Several years before Ghandy, now 74, became an undertrial and was exonerated, he had acquired a stature among his comrades, who, like himself, believed in a vigorous response to society’s ills. He along with his departed wife Anuradha—to whom this book is dedicated— came to be considered icons. More so because they had abandoned a life of privilege to work for the dispossessed. His father was a finance director at the pharmaceutical giant Glaxo. He describes his mother, hailing from a wealthy family of liquor tycoons, as a ‘society lady’, notwithstanding his love for her for backing his social activism of the dangerous kind. Ishaat Hussain, former finance chief of the Tata group, is quoted in the book as saying that Ghandy, his buddy from Doon and London, was, like him, ‘ideally suited’ to become a successful CA. After their meeting in London in the late 1960s, Hussain and Ghandy met 50 years later in November 2019 upon Ghandy’s release from prison. He had been kidnapped in September 2009 in Delhi by officers from Andhra Pradesh who illegally detained him for three days before he was produced before a court and served a term of 10 years. The early part of the book covers how he became a communist, iconic bookstores of the time and a handful of authors who influenced him.
He also narrates the experience of working with the Progressive Youth Movement, which was linked to the Naxalites. It was during this period that he met Anuradha, then a student leader at Elphinstone College in Mumbai, a hub of radical thoughts and Naxalite influence in the early 1970s. The book covers the sway of the Dalit Panthers movement in Bombay and Ghandy’s own work in Mayanagar among the Dalit community as well as activities related to students, theatre and workers. He also dwells on his days during Emergency, his marriage and then the decision in 1982 to shift to Nagpur where he felt workers and Dalits bore the brunt of the mining mafia and corporates.

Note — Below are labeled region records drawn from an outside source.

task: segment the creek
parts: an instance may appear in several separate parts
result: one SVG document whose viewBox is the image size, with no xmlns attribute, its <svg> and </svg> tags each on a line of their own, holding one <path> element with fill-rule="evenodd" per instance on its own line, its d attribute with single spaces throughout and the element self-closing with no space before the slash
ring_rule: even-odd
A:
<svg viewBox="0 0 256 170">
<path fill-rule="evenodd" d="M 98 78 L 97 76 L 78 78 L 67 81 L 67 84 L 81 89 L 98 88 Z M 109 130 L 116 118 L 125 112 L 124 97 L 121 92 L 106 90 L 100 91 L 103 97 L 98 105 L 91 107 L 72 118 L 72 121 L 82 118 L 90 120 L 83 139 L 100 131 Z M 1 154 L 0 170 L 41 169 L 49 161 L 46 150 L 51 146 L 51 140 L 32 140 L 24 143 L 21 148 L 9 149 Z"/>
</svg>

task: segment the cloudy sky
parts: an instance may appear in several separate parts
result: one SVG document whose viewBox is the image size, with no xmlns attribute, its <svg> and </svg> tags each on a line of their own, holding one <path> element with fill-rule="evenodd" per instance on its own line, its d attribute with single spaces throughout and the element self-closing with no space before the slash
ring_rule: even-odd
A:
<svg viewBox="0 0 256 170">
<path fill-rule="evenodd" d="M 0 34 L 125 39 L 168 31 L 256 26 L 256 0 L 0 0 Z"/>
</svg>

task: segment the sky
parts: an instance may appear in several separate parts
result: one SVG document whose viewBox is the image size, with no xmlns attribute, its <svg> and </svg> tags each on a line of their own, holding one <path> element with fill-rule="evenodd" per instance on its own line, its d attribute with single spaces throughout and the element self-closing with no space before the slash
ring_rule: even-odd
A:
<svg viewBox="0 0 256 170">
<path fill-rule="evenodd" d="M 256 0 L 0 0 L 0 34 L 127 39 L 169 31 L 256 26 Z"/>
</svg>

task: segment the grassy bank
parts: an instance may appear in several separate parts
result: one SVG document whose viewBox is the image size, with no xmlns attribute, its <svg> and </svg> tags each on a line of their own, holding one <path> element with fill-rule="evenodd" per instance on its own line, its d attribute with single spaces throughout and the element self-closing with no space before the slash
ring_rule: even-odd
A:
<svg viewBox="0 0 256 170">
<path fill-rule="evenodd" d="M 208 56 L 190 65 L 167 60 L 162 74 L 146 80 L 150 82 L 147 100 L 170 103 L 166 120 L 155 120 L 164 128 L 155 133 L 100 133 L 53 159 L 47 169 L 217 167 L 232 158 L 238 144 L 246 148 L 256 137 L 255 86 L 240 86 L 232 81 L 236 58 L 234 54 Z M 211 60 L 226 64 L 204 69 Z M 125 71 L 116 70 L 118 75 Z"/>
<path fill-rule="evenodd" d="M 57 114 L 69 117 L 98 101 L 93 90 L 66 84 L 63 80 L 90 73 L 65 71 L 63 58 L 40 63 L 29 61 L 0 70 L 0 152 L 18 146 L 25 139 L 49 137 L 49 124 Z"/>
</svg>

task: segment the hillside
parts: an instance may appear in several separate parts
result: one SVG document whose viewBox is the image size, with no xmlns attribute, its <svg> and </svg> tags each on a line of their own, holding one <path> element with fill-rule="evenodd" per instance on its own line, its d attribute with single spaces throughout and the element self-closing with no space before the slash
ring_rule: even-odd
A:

The key highlights of the books are, of course, his prison memories; accusations of being a ‘Maoist’ mastermind; his meetings with the likes of Afzal Guru and various dons; and the comparison of facilities and freedom at various prisons he had been held at until his release in 2019, such as Tihar where he served most of his time, Hyderabad, Jharkhand jails and Patiala. His reflections on life, religion, people, hopes and correspondence from jail with Doon friend Gautam Vohra and anecdotes from inside and outside jail make this reading experience akin to an invigorating chat with an evolved soul, and not a gauche caviar.